This ranges from deliberately desecrating the Holy Qur'an to forcing Muslims to perform Satanic acts of worship, which make the idea of a drawing competition on Facebook rather petty.

Yee should know as the Muslim "chaplain" who conducted classes on Islam to US soldiers, especially after Sept 11. Later he was posted to Guantanamo as adviser on Islam and its practices to the camp commander as well as a chaplain with unlimited access to Muslims detainees (about 660 from 40 different countries, including some as young as 12-years-old). For 10 months, he saw and experienced first-hand what took place in the prison camps. Lee received high praise for his tour of duty.

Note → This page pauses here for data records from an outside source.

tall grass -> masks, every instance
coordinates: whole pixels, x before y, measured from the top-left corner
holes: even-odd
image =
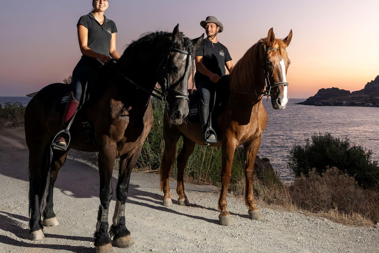
[[[159,100],[153,100],[154,124],[152,131],[144,143],[141,155],[137,161],[137,166],[157,169],[160,165],[163,140],[163,118],[164,106]],[[178,154],[183,147],[181,138],[178,142]],[[193,153],[188,159],[185,169],[185,177],[187,180],[198,183],[210,183],[220,185],[221,172],[221,149],[196,145]],[[231,169],[230,189],[240,190],[244,189],[245,157],[243,149],[237,148],[234,154]],[[172,171],[175,176],[177,173],[175,165]]]

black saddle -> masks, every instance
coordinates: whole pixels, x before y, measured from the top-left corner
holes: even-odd
[[[214,93],[210,99],[210,109],[212,111],[212,124],[213,128],[216,131],[218,136],[220,134],[220,126],[218,125],[217,118],[224,111],[227,102],[229,98],[230,89],[228,87],[229,75],[224,76],[214,85]],[[200,122],[199,116],[199,104],[200,103],[200,92],[197,90],[189,90],[190,102],[189,109],[190,112],[187,117],[187,120],[191,123]],[[216,100],[214,96],[216,96]],[[213,104],[214,102],[214,104]]]

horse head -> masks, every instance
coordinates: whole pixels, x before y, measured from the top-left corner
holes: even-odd
[[[286,76],[291,61],[286,48],[290,44],[292,39],[292,30],[285,39],[279,40],[275,38],[273,30],[271,28],[264,46],[263,68],[265,93],[271,96],[271,103],[275,109],[285,108],[289,98]]]
[[[204,34],[194,40],[184,37],[179,24],[169,38],[169,50],[157,72],[158,83],[165,97],[167,115],[174,124],[180,124],[188,115],[188,81],[194,71],[196,49]]]

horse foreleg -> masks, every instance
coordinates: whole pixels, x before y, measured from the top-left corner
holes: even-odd
[[[245,170],[246,186],[245,202],[249,207],[249,216],[251,219],[263,220],[264,219],[259,209],[254,202],[253,182],[254,180],[254,162],[258,149],[261,145],[261,136],[245,147],[246,152],[246,167]]]
[[[179,195],[178,200],[181,206],[190,206],[190,201],[184,192],[184,169],[190,156],[193,152],[196,143],[186,136],[183,136],[183,148],[178,156],[178,184],[176,192]]]
[[[61,151],[55,151],[53,152],[53,158],[51,160],[51,169],[50,174],[50,184],[49,184],[48,193],[46,200],[46,208],[43,211],[43,220],[41,224],[44,227],[59,226],[59,222],[57,219],[55,213],[54,212],[54,202],[53,195],[54,185],[58,177],[58,173],[66,162],[67,158],[68,150],[63,153]]]
[[[116,145],[111,141],[102,143],[104,148],[99,152],[99,173],[100,176],[100,206],[97,214],[95,236],[97,253],[113,252],[108,233],[108,210],[113,194],[112,173],[116,158]]]
[[[231,142],[223,144],[222,147],[222,168],[221,169],[221,193],[219,199],[219,209],[221,213],[219,220],[221,225],[229,226],[234,222],[231,219],[230,214],[227,211],[227,187],[231,177],[231,166],[233,157],[235,151],[236,145]]]
[[[44,140],[45,141],[46,140]],[[48,142],[48,139],[47,139]],[[44,148],[41,148],[41,146]],[[30,239],[33,241],[44,237],[41,224],[41,211],[44,208],[45,190],[50,172],[50,148],[49,143],[29,148],[29,213]]]
[[[113,219],[113,225],[110,232],[113,236],[114,246],[118,248],[127,248],[134,244],[130,232],[126,228],[125,217],[125,207],[129,192],[130,174],[141,154],[141,146],[132,155],[128,157],[125,155],[121,157],[118,173],[118,181],[116,189],[116,207]]]
[[[160,189],[163,190],[163,206],[172,206],[171,196],[170,195],[170,173],[175,164],[176,158],[176,144],[180,135],[171,135],[163,130],[164,148],[160,163]]]

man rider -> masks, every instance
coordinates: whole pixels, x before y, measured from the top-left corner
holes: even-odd
[[[199,113],[204,143],[209,145],[217,141],[214,133],[207,133],[211,92],[214,90],[214,85],[226,75],[225,66],[230,73],[234,66],[227,48],[217,39],[218,34],[224,30],[221,22],[216,17],[209,16],[200,25],[205,29],[207,38],[196,52],[195,83],[201,98]]]

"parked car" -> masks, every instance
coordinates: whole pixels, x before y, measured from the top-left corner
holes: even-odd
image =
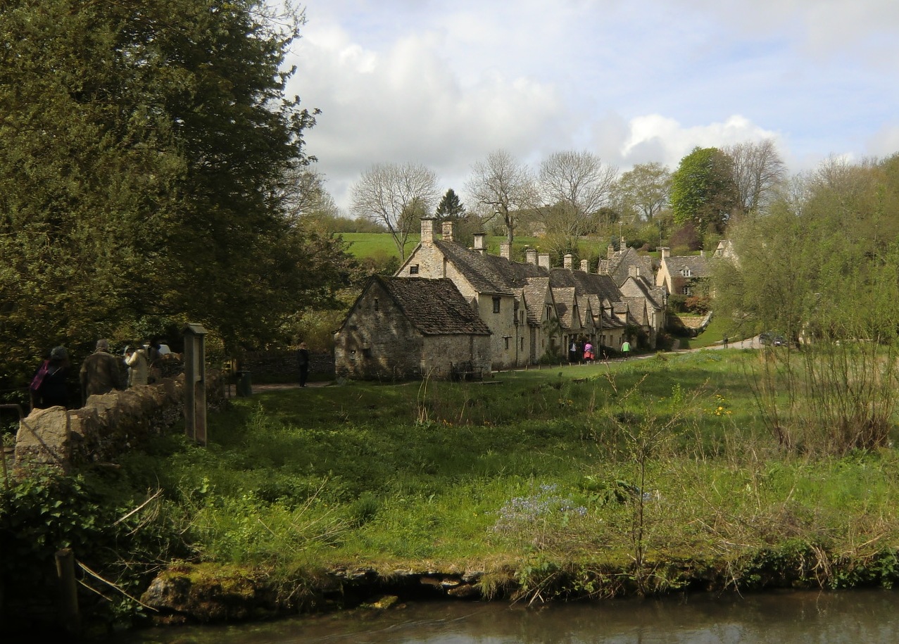
[[[759,333],[759,343],[766,347],[786,347],[787,339],[770,331]]]

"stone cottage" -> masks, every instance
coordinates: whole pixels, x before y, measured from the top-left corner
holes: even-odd
[[[564,267],[553,269],[549,255],[535,249],[526,250],[524,262],[512,261],[508,242],[501,243],[499,256],[490,255],[483,234],[475,235],[474,248],[466,248],[455,241],[451,223],[443,225],[440,239],[434,229],[432,218],[422,220],[421,243],[396,277],[452,280],[490,329],[494,368],[536,364],[547,354],[561,356],[573,339],[594,344],[602,340],[601,344],[618,348],[629,324],[656,321],[645,313],[650,307],[657,310],[654,301],[641,303],[639,317],[628,319],[628,302],[614,279],[590,273],[586,261],[574,269],[569,255]],[[646,289],[654,291],[654,287],[647,282]],[[640,296],[649,296],[635,293],[631,297]],[[624,321],[616,314],[622,311]]]
[[[490,329],[450,279],[372,277],[334,333],[338,377],[447,377],[469,363],[490,373]]]
[[[657,287],[678,296],[708,295],[708,262],[705,253],[672,255],[667,248],[660,249],[662,259],[655,275]]]

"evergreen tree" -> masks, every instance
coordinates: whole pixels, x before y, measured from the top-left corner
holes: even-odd
[[[465,206],[462,205],[461,200],[458,198],[458,195],[456,191],[450,188],[441,198],[441,202],[437,204],[437,210],[434,213],[437,216],[439,221],[444,221],[447,219],[461,219],[465,216]]]

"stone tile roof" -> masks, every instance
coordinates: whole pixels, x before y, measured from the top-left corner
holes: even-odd
[[[640,277],[644,279],[653,279],[654,275],[653,258],[649,255],[641,255],[629,246],[624,251],[615,253],[615,256],[609,260],[608,272],[615,283],[620,286],[628,279],[632,266],[640,269]]]
[[[490,329],[451,279],[374,276],[424,335],[490,335]]]
[[[528,322],[540,324],[543,320],[543,307],[553,298],[548,293],[549,278],[529,278],[521,289],[524,302],[528,306]]]
[[[690,278],[708,278],[708,259],[702,255],[670,255],[665,258],[665,265],[672,278],[680,276],[683,269],[690,269]]]
[[[646,315],[646,300],[643,297],[622,297],[628,304],[628,319],[633,318],[633,320],[640,326],[646,326],[649,324],[649,319]]]
[[[556,300],[556,312],[562,328],[578,329],[581,326],[581,316],[578,314],[574,317],[574,304],[577,303],[574,287],[554,288],[553,298]]]
[[[549,284],[556,288],[574,287],[579,296],[595,294],[604,300],[617,302],[621,298],[615,281],[609,275],[597,275],[583,270],[568,270],[566,269],[552,269],[549,271]]]

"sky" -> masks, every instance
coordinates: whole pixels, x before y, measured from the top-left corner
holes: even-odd
[[[308,0],[288,84],[322,110],[307,152],[350,215],[375,163],[466,200],[503,149],[621,172],[773,138],[791,172],[899,151],[895,0]]]

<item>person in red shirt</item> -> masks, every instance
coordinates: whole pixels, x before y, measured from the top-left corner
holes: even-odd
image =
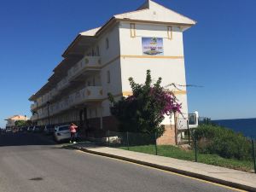
[[[74,125],[73,123],[72,123],[69,126],[69,131],[70,131],[70,143],[76,143],[76,138],[75,138],[75,135],[77,132],[77,128],[78,126],[76,125]]]

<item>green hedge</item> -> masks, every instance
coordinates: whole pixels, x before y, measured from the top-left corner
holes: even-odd
[[[217,154],[224,158],[252,159],[251,142],[241,133],[215,125],[201,125],[192,134],[197,139],[198,150]]]

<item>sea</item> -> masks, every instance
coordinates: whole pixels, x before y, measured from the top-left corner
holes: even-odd
[[[218,125],[241,132],[245,137],[256,139],[256,118],[212,120]]]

But being a Muslim, Yee too was not spared. He was "unfairly accused of grave offences and unjustifiably placed in solitary confinement (in Guantanamo) for 76 days". Finally, the West Point graduate was honourably discharged from the army on January 2005.

He underwent the same hell as the other detainees — shackled, subjected to sensory deprivation, isolated in a space no bigger than a toilet cubicle without anyone knowing where he was.

All because of unfounded allegations that he is a terrorist spy!

Yee is still waiting for an apology from the US government and the military for his ordeal during which he was literally deprived of any "freedom".

You would have thought that we ought to be championing such "freedom" issues instead of the "freedom" of poking fun at the expense of others!